Resolve Prover optimization: memory reduction #77 #6

einar-taiko · 2023-06-12T06:26:38Z

taikoxyz/zkevm-circuits#77

einar-taiko · 2023-06-12T07:22:05Z

1 test fail:

cargo test -- test_coeff_to_extended_slice

einar-taiko · 2023-06-14T16:03:45Z

cargo test -- test_coeff_to_extended_slice succeeds.

mratsim · 2023-06-15T08:33:09Z

What are or will be the old/new memory requirements?
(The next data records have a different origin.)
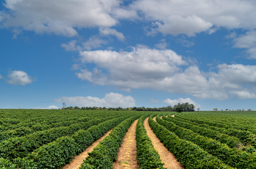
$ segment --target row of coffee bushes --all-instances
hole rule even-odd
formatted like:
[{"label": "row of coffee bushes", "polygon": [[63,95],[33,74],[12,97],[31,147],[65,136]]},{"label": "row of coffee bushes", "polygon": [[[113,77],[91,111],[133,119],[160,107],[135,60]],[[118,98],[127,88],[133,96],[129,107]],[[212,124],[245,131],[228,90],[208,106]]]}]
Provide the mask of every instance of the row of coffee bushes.
[{"label": "row of coffee bushes", "polygon": [[178,119],[177,119],[176,118],[168,116],[168,118],[166,119],[166,120],[172,121],[180,127],[191,130],[201,135],[218,140],[222,143],[226,144],[230,148],[235,148],[236,146],[241,143],[240,140],[236,137],[230,136],[209,129],[201,127],[190,123],[182,122]]},{"label": "row of coffee bushes", "polygon": [[[118,116],[122,116],[122,115],[118,115],[118,116],[116,115],[113,117],[118,118]],[[110,118],[110,116],[109,116],[108,118]],[[95,118],[83,117],[82,118],[79,118],[76,120],[65,121],[59,122],[57,123],[53,123],[50,125],[44,125],[44,124],[41,124],[40,123],[39,124],[36,123],[35,125],[33,125],[30,127],[21,127],[19,128],[17,128],[16,129],[14,129],[14,130],[9,130],[5,132],[0,132],[0,142],[4,140],[6,140],[10,137],[22,137],[22,136],[25,136],[26,135],[33,133],[33,132],[35,132],[47,130],[51,128],[69,126],[73,124],[87,122],[88,121],[90,121],[94,119],[95,119]]]},{"label": "row of coffee bushes", "polygon": [[80,130],[71,136],[58,138],[36,149],[28,157],[14,159],[14,163],[20,169],[60,168],[95,141],[94,134],[97,133],[97,135],[102,137],[131,116],[112,119],[92,127],[94,129],[90,127],[87,130]]},{"label": "row of coffee bushes", "polygon": [[68,127],[60,127],[36,132],[22,137],[10,138],[0,143],[0,157],[12,160],[15,158],[26,157],[34,149],[52,142],[59,137],[74,134],[80,129],[86,130],[93,126],[113,118],[113,117],[111,116],[95,119],[85,122],[74,124]]},{"label": "row of coffee bushes", "polygon": [[[122,113],[121,114],[127,114],[127,115],[128,115],[127,112],[125,113]],[[88,113],[84,113],[82,115],[83,116],[81,116],[79,115],[74,115],[73,116],[70,116],[70,115],[65,116],[63,115],[60,115],[58,117],[52,118],[52,119],[49,119],[47,118],[47,116],[45,116],[40,119],[36,120],[34,120],[34,118],[30,118],[23,121],[22,121],[22,119],[20,119],[20,122],[15,125],[11,123],[2,124],[2,125],[0,126],[0,132],[23,127],[33,127],[34,126],[36,126],[38,124],[48,125],[49,126],[49,128],[67,126],[71,124],[71,123],[74,124],[81,122],[86,122],[95,118],[102,118],[108,117],[110,116],[116,116],[118,115],[118,114],[114,111],[104,114],[99,113],[98,112],[94,112],[92,115],[88,114]],[[84,116],[86,116],[86,117]],[[36,127],[34,128],[36,129]]]},{"label": "row of coffee bushes", "polygon": [[193,118],[197,118],[199,119],[207,119],[209,121],[218,121],[220,123],[226,124],[228,125],[232,124],[238,124],[239,125],[243,125],[247,126],[250,128],[250,126],[256,126],[256,117],[247,116],[246,114],[241,113],[240,115],[212,115],[210,114],[201,114],[201,115],[194,115],[190,114],[191,117]]},{"label": "row of coffee bushes", "polygon": [[138,119],[137,124],[136,145],[138,164],[140,168],[165,168],[159,154],[154,148],[150,138],[146,134],[143,125],[144,120],[150,115],[150,114],[142,116]]},{"label": "row of coffee bushes", "polygon": [[113,161],[117,160],[118,150],[124,135],[132,122],[142,114],[135,115],[115,127],[84,160],[79,168],[112,168]]},{"label": "row of coffee bushes", "polygon": [[238,130],[236,129],[225,129],[225,128],[221,128],[218,127],[213,126],[209,126],[206,124],[198,124],[196,122],[193,122],[192,121],[190,121],[189,120],[186,120],[182,118],[177,118],[179,121],[184,122],[188,122],[190,123],[194,126],[198,126],[201,127],[204,127],[206,129],[209,129],[211,130],[214,130],[215,131],[218,131],[221,133],[227,134],[230,136],[233,136],[238,139],[240,140],[240,141],[241,141],[243,144],[249,145],[254,147],[256,146],[256,135],[254,134],[253,133],[247,131],[247,130]]},{"label": "row of coffee bushes", "polygon": [[252,132],[254,134],[256,134],[256,129],[255,126],[254,125],[242,125],[239,123],[230,123],[228,122],[223,122],[222,121],[217,121],[217,120],[207,120],[204,119],[201,120],[197,118],[193,118],[193,116],[188,116],[189,117],[186,117],[186,116],[182,116],[182,118],[186,118],[189,121],[192,122],[194,122],[198,124],[206,124],[210,126],[214,126],[218,127],[225,128],[225,129],[230,129],[230,128],[234,128],[238,130],[249,130]]},{"label": "row of coffee bushes", "polygon": [[17,169],[16,165],[13,164],[9,160],[0,158],[0,168],[1,169]]},{"label": "row of coffee bushes", "polygon": [[234,168],[208,153],[191,141],[180,138],[174,133],[155,122],[150,116],[149,123],[154,133],[186,169]]},{"label": "row of coffee bushes", "polygon": [[256,168],[256,156],[252,154],[241,151],[237,148],[230,148],[225,144],[200,135],[191,130],[178,126],[172,121],[166,121],[157,117],[158,122],[164,126],[169,131],[174,132],[180,138],[190,141],[207,151],[210,154],[222,160],[228,165],[236,168]]}]

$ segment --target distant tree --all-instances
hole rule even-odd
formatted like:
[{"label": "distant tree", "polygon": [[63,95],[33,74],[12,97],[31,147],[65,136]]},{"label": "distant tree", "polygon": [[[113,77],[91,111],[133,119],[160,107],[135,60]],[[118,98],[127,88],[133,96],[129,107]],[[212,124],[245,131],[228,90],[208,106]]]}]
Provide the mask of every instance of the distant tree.
[{"label": "distant tree", "polygon": [[176,112],[177,112],[178,113],[181,113],[182,111],[182,110],[183,110],[183,108],[181,108],[181,107],[176,107],[175,108]]},{"label": "distant tree", "polygon": [[66,108],[66,105],[64,102],[62,103],[62,109],[65,109],[65,108]]}]

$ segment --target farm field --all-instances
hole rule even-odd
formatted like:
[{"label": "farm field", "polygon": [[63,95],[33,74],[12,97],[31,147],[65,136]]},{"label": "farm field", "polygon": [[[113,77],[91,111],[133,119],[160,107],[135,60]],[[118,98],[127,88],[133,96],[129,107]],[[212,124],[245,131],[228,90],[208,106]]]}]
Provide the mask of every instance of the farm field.
[{"label": "farm field", "polygon": [[254,111],[0,110],[0,168],[256,168],[255,135]]}]

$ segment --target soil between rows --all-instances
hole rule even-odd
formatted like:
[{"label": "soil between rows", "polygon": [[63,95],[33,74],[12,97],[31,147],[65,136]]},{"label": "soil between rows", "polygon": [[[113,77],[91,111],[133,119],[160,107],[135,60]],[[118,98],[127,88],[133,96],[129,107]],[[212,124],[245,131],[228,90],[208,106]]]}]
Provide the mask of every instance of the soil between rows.
[{"label": "soil between rows", "polygon": [[65,165],[62,169],[78,169],[80,167],[81,165],[84,162],[84,160],[88,156],[88,152],[92,151],[94,148],[100,143],[100,141],[103,140],[106,137],[107,137],[112,130],[109,130],[106,132],[102,137],[98,139],[94,142],[89,148],[86,149],[79,155],[74,156],[72,159],[72,161]]},{"label": "soil between rows", "polygon": [[124,137],[122,143],[118,151],[118,160],[113,163],[114,169],[139,169],[137,156],[136,127],[138,119],[135,120]]},{"label": "soil between rows", "polygon": [[[153,119],[156,120],[156,118]],[[146,130],[148,136],[152,141],[154,148],[158,152],[162,162],[164,163],[164,167],[174,169],[184,168],[182,165],[177,162],[175,157],[164,146],[158,138],[154,133],[148,124],[148,118],[144,121],[144,126]]]}]

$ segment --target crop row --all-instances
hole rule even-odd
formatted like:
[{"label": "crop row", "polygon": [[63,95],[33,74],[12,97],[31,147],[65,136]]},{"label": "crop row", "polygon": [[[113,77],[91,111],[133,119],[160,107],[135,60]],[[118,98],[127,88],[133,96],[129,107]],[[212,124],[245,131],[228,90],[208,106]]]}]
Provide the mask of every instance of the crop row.
[{"label": "crop row", "polygon": [[174,132],[159,124],[150,116],[149,123],[154,133],[164,146],[186,169],[231,169],[217,157],[209,154],[191,141],[180,138]]},{"label": "crop row", "polygon": [[[116,115],[113,117],[118,118],[121,116],[122,116],[122,115],[120,115],[118,116]],[[110,116],[108,116],[108,118]],[[82,118],[76,121],[73,120],[70,121],[63,121],[57,123],[54,123],[51,125],[45,125],[43,124],[44,123],[42,122],[42,124],[37,123],[35,125],[32,126],[31,127],[20,127],[14,130],[8,130],[7,131],[0,132],[0,142],[4,140],[6,140],[10,137],[25,136],[33,133],[35,132],[48,130],[52,128],[66,127],[74,124],[87,122],[94,119],[95,119],[95,118]]]},{"label": "crop row", "polygon": [[210,154],[222,160],[228,165],[242,169],[256,168],[255,155],[235,148],[230,148],[225,144],[222,144],[215,140],[193,132],[191,130],[178,126],[172,121],[166,121],[167,119],[163,116],[161,119],[157,116],[156,121],[169,131],[174,132],[180,138],[193,142]]},{"label": "crop row", "polygon": [[[251,145],[254,147],[256,146],[256,135],[249,131],[241,130],[232,129],[232,128],[231,129],[221,128],[221,127],[215,127],[213,126],[209,126],[206,124],[199,124],[196,122],[194,122],[189,120],[186,120],[182,118],[177,118],[177,119],[183,122],[190,123],[194,126],[198,126],[200,127],[209,129],[211,130],[220,132],[223,133],[225,133],[230,136],[235,137],[238,138],[238,139],[239,139],[240,141],[242,142],[244,144]],[[252,149],[252,148],[249,148],[248,151],[249,151],[249,149]]]},{"label": "crop row", "polygon": [[130,117],[115,127],[108,136],[100,141],[84,160],[79,168],[112,168],[117,160],[118,150],[124,135],[132,122],[142,115]]},{"label": "crop row", "polygon": [[207,119],[198,119],[197,118],[193,118],[192,116],[178,116],[179,118],[185,119],[192,122],[194,122],[198,124],[206,124],[210,126],[213,126],[218,127],[230,129],[234,128],[241,130],[249,130],[252,132],[254,134],[256,134],[256,130],[255,129],[255,127],[250,125],[242,125],[239,123],[230,123],[230,122],[223,122],[220,121],[214,121],[214,120],[207,120]]},{"label": "crop row", "polygon": [[[126,113],[127,114],[127,113]],[[123,113],[122,114],[123,114]],[[2,125],[0,126],[0,132],[4,132],[4,131],[10,130],[10,129],[20,128],[22,127],[31,127],[33,126],[38,126],[39,124],[42,124],[44,126],[48,125],[49,126],[49,128],[57,127],[58,126],[58,127],[63,126],[65,124],[66,124],[66,126],[67,125],[68,125],[69,123],[72,122],[73,122],[73,124],[76,122],[86,122],[92,119],[94,119],[95,118],[98,118],[99,117],[106,118],[110,116],[116,116],[116,115],[118,115],[118,114],[117,114],[115,112],[112,112],[112,113],[110,112],[109,113],[105,113],[103,115],[101,115],[101,113],[94,113],[94,115],[89,115],[86,113],[86,115],[87,115],[86,117],[84,117],[84,116],[79,117],[79,116],[75,116],[74,117],[73,116],[73,117],[70,117],[70,118],[65,117],[62,115],[60,116],[58,116],[57,118],[54,118],[53,119],[51,119],[50,120],[42,119],[41,121],[31,121],[26,120],[26,121],[22,121],[21,122],[16,125],[14,125],[10,123],[4,123],[4,124],[2,124]]]},{"label": "crop row", "polygon": [[240,140],[234,137],[229,136],[226,134],[222,133],[218,131],[213,130],[201,127],[198,126],[193,125],[190,123],[180,121],[178,118],[173,118],[168,116],[166,120],[172,121],[176,125],[185,129],[191,130],[201,135],[212,138],[219,141],[220,143],[226,144],[230,148],[235,148],[240,143]]},{"label": "crop row", "polygon": [[127,118],[126,116],[112,119],[86,130],[81,129],[72,135],[58,138],[36,149],[26,157],[14,159],[14,163],[20,169],[60,168]]},{"label": "crop row", "polygon": [[59,137],[72,135],[81,129],[86,130],[92,126],[98,125],[111,119],[113,119],[113,117],[92,119],[85,122],[74,124],[68,127],[53,128],[36,132],[22,137],[11,137],[0,143],[0,157],[12,160],[17,157],[26,157],[34,149],[52,142]]},{"label": "crop row", "polygon": [[154,148],[150,138],[146,134],[143,125],[144,120],[150,115],[150,114],[141,116],[137,124],[136,145],[138,164],[140,168],[165,168],[159,154]]}]

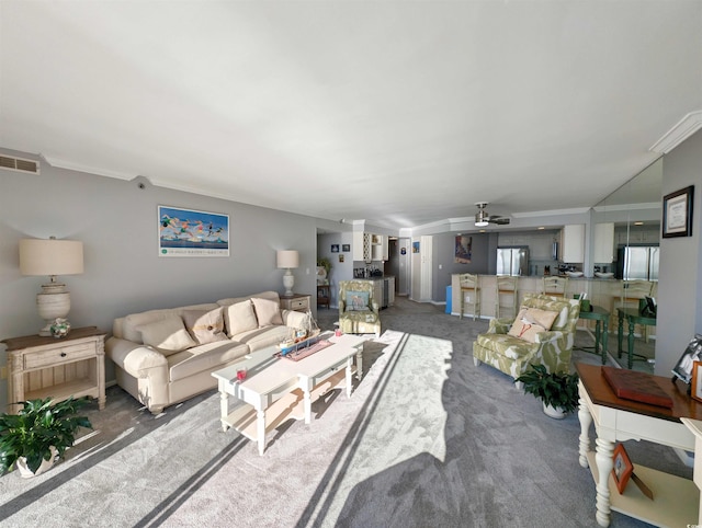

einar-taiko · 2023-06-16T09:06:22Z

Todo:

Measure reduction in memory use
Check all tests pass
Check Clippy is happy

einar-taiko · 2023-06-21T08:03:37Z

The most interesting benchmark is the super circuit:

DEGREE={} make super_bench

where {} is maybe 22 or higher.

Since this process of patching a dependency is not familiar to me, I document it here. Apply the patch below to the Cargo.toml of the zkevm-circuits workspace and then run:

cargo clean
DEGREE=19 make tx_bench

to check it works.
It takes 6 min compiling + 6min compute on my laptop.

Patch

diff --git i/Cargo.toml w/Cargo.toml
index c8155a1b..1144d9a1 100644
--- i/Cargo.toml
+++ w/Cargo.toml
@@ -12,8 +12,8 @@ members = [
     "testool"
 ]
 
-[patch.crates-io]
-halo2_proofs = { git = "https://github.com/privacy-scaling-explorations/halo2.git", tag = "v2023_04_20" }
+[patch."https://github.com/privacy-scaling-explorations/halo2.git"]
+halo2_proofs = { git = "https://github.com/einar-taiko/halo2.git", branch = "einar/pr/mem" }
 
 # Definition of benchmarks profile to use.
 [profile.bench]

einar-taiko · 2023-06-21T13:09:58Z

I have confirmed the memory reduction on my laptop by running one of the cheaper circuits:

before (unpatched halo2_proofs dependency)

    DEGREE=19 command time --verbose -- make tx_bench
    ~>
    Maximum resident set size (kbytes): 8967628

after (this patched halo2_proofs dependency)

    DEGREE=19 command time --verbose -- make tx_bench
    ~>
    Maximum resident set size (kbytes): 3298872

that is a factor 0.37.

@mratsim could I ask you to please run

DEGREE=26 command time --verbose -- make super_bench

before and after applying the patch and report the full output here? I am not sure if 26 is the right.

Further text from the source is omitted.